I have seen this in the case of women’s ordination. Buddhist practitioners who sincerely wish to devote themselves to the Dhamma are unable to do so if they are women in traditional Theravada countries, because of the obstacles placed in their path by some monks. The reasons for this are complex, but they are supported by the belief that women are born in a female body because of bad karma, and that female bodies, especially due to menstruation, are taboo. In response to such religiously sanctioned sexism, Asian women like Kumari Jayawardhana have developed their own theories of non-Western feminism.
Such practitioners would appreciate support from the West, where they hope that sexism is not tolerated. I was once asked by a very senior Thai monk whether we could send any bhikkhunis back to Thailand to help establish the order there.

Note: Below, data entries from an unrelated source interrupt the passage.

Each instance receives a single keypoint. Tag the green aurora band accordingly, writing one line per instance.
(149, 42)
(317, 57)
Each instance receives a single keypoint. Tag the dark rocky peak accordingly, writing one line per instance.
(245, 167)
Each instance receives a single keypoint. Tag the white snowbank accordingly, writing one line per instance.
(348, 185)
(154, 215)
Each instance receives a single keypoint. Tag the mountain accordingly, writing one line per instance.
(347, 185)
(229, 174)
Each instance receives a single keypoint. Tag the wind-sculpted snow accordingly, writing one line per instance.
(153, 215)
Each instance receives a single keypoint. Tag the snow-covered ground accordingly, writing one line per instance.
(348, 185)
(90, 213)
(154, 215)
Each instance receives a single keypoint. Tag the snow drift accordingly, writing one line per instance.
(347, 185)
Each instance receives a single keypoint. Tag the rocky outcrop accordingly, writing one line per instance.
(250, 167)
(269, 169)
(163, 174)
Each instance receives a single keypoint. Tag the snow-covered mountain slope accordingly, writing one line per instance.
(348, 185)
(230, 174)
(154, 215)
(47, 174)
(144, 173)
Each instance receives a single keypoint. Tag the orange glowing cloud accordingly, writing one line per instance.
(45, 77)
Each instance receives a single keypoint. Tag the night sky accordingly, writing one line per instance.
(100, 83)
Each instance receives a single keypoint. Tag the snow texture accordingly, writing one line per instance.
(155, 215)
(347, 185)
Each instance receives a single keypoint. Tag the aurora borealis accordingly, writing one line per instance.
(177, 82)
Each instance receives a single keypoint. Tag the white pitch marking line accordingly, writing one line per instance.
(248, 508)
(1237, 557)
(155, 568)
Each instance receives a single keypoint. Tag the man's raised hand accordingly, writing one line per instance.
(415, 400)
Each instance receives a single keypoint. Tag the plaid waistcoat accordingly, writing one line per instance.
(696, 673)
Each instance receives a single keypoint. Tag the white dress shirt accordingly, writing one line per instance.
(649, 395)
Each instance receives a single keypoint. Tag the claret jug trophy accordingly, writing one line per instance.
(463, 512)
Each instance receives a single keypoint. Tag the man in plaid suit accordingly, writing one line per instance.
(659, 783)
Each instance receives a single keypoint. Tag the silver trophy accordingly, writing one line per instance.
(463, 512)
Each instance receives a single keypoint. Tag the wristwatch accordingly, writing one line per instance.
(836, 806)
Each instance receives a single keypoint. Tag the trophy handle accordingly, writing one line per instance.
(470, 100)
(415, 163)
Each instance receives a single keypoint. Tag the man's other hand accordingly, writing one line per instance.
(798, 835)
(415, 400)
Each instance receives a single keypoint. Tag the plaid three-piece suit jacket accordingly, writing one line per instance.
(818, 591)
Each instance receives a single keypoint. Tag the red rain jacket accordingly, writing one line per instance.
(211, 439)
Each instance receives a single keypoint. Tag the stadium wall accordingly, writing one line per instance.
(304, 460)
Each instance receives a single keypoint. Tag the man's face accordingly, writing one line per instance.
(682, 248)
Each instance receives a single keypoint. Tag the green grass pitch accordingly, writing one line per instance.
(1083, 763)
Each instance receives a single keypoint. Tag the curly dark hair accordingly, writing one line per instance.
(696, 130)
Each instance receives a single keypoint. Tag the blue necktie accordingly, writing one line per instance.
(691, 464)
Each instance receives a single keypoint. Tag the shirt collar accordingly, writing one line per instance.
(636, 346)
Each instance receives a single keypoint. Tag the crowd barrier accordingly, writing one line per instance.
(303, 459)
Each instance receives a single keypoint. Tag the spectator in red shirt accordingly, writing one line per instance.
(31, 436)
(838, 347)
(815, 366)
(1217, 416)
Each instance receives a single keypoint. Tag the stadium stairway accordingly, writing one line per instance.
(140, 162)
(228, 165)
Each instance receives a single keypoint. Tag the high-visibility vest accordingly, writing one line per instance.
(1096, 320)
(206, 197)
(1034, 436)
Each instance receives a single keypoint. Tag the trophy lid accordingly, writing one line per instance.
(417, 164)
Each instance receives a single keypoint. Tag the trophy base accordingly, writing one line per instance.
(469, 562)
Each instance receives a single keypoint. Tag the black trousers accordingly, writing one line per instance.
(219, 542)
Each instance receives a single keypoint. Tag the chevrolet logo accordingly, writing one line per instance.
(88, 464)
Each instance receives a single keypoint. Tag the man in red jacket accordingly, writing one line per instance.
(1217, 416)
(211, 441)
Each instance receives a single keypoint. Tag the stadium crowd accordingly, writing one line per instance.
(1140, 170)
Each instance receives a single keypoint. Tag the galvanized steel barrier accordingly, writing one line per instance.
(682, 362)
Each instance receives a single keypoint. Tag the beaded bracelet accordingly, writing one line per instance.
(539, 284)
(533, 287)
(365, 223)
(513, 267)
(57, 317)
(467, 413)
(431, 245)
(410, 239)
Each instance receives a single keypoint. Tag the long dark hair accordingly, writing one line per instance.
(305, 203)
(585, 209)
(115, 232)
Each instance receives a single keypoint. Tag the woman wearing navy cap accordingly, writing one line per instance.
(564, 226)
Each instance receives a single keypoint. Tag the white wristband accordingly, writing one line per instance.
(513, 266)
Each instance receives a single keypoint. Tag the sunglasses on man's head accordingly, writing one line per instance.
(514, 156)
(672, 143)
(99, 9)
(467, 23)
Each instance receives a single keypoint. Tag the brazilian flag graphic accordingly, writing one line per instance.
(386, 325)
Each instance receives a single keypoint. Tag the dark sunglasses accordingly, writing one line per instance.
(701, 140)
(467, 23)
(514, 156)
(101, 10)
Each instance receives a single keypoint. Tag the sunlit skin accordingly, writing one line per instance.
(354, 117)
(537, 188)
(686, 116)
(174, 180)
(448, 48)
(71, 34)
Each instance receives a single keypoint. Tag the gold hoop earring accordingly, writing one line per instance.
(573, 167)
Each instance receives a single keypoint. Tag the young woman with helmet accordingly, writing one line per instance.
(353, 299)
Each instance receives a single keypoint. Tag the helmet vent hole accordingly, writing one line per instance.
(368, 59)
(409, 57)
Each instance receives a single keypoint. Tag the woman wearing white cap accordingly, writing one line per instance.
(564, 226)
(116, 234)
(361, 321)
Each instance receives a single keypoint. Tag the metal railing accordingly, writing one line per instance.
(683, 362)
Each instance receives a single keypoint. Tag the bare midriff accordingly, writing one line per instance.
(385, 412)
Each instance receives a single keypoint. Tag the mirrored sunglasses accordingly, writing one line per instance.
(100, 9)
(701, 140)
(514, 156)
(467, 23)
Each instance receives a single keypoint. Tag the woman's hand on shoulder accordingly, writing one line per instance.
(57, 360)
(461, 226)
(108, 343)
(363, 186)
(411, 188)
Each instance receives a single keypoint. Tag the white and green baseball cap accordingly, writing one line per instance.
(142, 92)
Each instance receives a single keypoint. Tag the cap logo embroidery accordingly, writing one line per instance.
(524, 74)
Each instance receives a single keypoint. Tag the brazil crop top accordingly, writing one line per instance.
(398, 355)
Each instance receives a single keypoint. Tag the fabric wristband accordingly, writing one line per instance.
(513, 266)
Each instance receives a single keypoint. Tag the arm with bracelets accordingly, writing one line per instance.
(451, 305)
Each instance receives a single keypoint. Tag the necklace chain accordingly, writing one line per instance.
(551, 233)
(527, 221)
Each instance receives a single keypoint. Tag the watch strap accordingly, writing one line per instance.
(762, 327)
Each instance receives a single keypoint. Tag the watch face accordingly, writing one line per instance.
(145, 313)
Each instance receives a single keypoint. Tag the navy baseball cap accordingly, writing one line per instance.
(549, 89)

But it’s not that simple. In the west, as in Asia, there’s a lot of sexism. When we try to give what help we can, we’re accused of imposing western values on Asian countries. Suddenly, monks who had graciously accommodated western cultural impositions like air-conditioners, mobile phones, or credit cards, find themselves drawing a line in the sand when it comes to treating women as equals.
So bear this in mind when Ajahn Amaro recasts “cultural baggage” as “skillful means”. Ajahn Amaro is fortunate to practice within a tradition that had already divested itself of many forms of cultural baggage, thanks to the decades-long efforts of Ajahn Chah and other leaders of the forest tradition. They constantly had to battle with superstition and nonsense of all kinds, some merely time-wasting, others dangerous and harmful. The reasons they struggled are complex, but partly they were grounded on the reform movement started by King Mongkut in the 19th century under the influence of Western ideas of text-critical study.
As a result, the “Thai” Buddhism encountered by western students in north-east Thailand already had much in common with so-called “Western” Buddhism, which is, of course, why they were drawn there. Nevertheless, the Western monks had to face much bitter prejudice from some local monks, who for a long time tried to turn the local villagers against them. Now, of course, the Buddhism practiced by Western monks is regarded as a valuable and influential dimension of modern Thai Buddhism.
Still, the nature of such things is that they are never black and white. Ajahn Amaro, while presenting himself as a practitioner within a tradition that straddles the divide between Western and Asian Buddhism, is one of the leaders of an order that has actively undermined women’s right to pursue their religious path free of discrimination.
What’s needed is not a blithe dismissal of traditional beliefs and practices, nor an equally blithe acceptance of them, but a grounded understanding of Dhamma. Then we will have the wisdom to know for ourselves what is good and what isn’t; what is skillful and what isn’t; and what should be developed, and what should be given up.